Together they have about 1,400 hectares of mint, which they distill at their own plant into about 135,000 to 160,000 kilograms of pure spearmint oil per year, all of it destined for the toothpaste and chewing gum industries.

“ They've tried to grow it in other regions of Canada, but it didn’t do very well,” Thacker says.
But the combination of the 975-metre altitude where the farms are located and the chinook winds that keep the fields relatively bare in winter are perfect for spearmint. Not so much for peppermint, which doesn't like northern latitudes. Thacker and company plowed up their peppermint last fall.

“Spearmint and peppermint look similar, but it’s not the same plant at all. It has totally different growing characteristics, certainly different flavors ” Varieties of mint with exotic flavors generally originate as the result of a cross between other plants and peppermint, he says.

It takes about three years of intensive and expensive work to establish a large crop of mint, Thacker says. “But once you get it started it’s fairly robust.”

“Aggressive” is a word used to describe mint by Mark Cullen, probably Canada’s best-known gardener. Cullen, based in Unionville, Ont., says the best way to start mint for a home garden is to buy a nursery plant or dig up some roots from an established plant.

But he calls the perennial a “bully” that will try to take over the whole garden and suggests planting it inside the walls of a large coffee or juice can that has both ends removed and has been pushed half or two-thirds of the way into the earth. “That will hold it in place more or less.” It will also do well in pots, where there is no danger of spreading.

“It tends to like an open, loamy soil, rather than clay, but once it’s established, it has a reputation for growing in just about anything,” he says.

“You can plant as soon as the frost is out of the ground. You can start to harvest it as soon as you have substantial top growth,” in six to eight weeks, and it produces usable leaves most of the summer.

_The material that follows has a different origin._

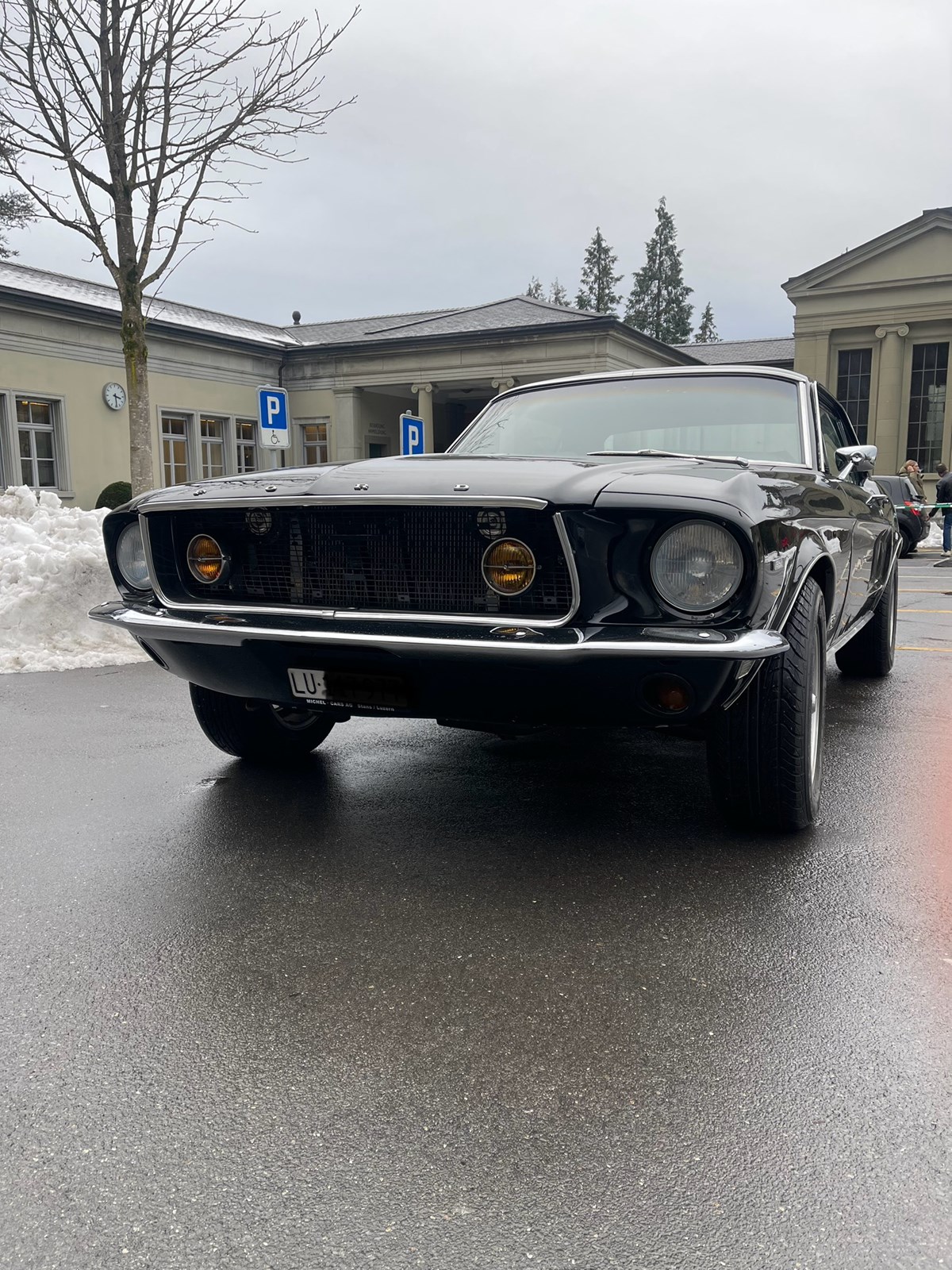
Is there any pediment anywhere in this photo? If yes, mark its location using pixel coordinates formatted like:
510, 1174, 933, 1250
785, 208, 952, 296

Mint likes a lot of water, he says. “But it’s also tolerant of reasonable drought conditions. You can let it get quite dry come July and it’s not going anywhere. It may stop growing ... but it’ll bounce back. It re-hydrates very nicely.”

Because of the downy leaves, it’s also not susceptible to common garden pests such as aphids or slugs.

Cullen is a big fan of mint but less for its culinary use (although he likes that too) than its ornamental value.

“It has a terrific bloom (in June) that attracts pollinators like honeybees and butterflies in a big way. And it’s quite fragrant. If you have enough of it growing in your garden, you’ll be aware of it with your eyes closed because it’s pretty powerful.

“I grow 100 times more mint than my wife uses because I love those flowers.”

More about mint:
  • There are numerous species and hybrids of mint, but the three most cultivated are spearmint, peppermint and apple mint.
  • Catnip or catmint is a member of the same family of plants.
  • Mint expands by sending out stolons, or runners, that take root at several points to form new plants. It is generally considered invasive.
  • Fresh mint leaves should be used immediately or can be stored up to a couple of days in a refrigerator. Trim the ends and place in a glass with about 2.5 cm (1 inch) of water. Cover with a loose-fitting plastic bag.
  • To freeze fresh mint, wash, trim and chop it. Allow to dry thoroughly, then place in heavy-duty freezer bags or freeze in ice-cube trays with a small amount of water before placing in bags.
  • Dried mint leaves should be stored in an airtight container placed in a cool, dark, dry area.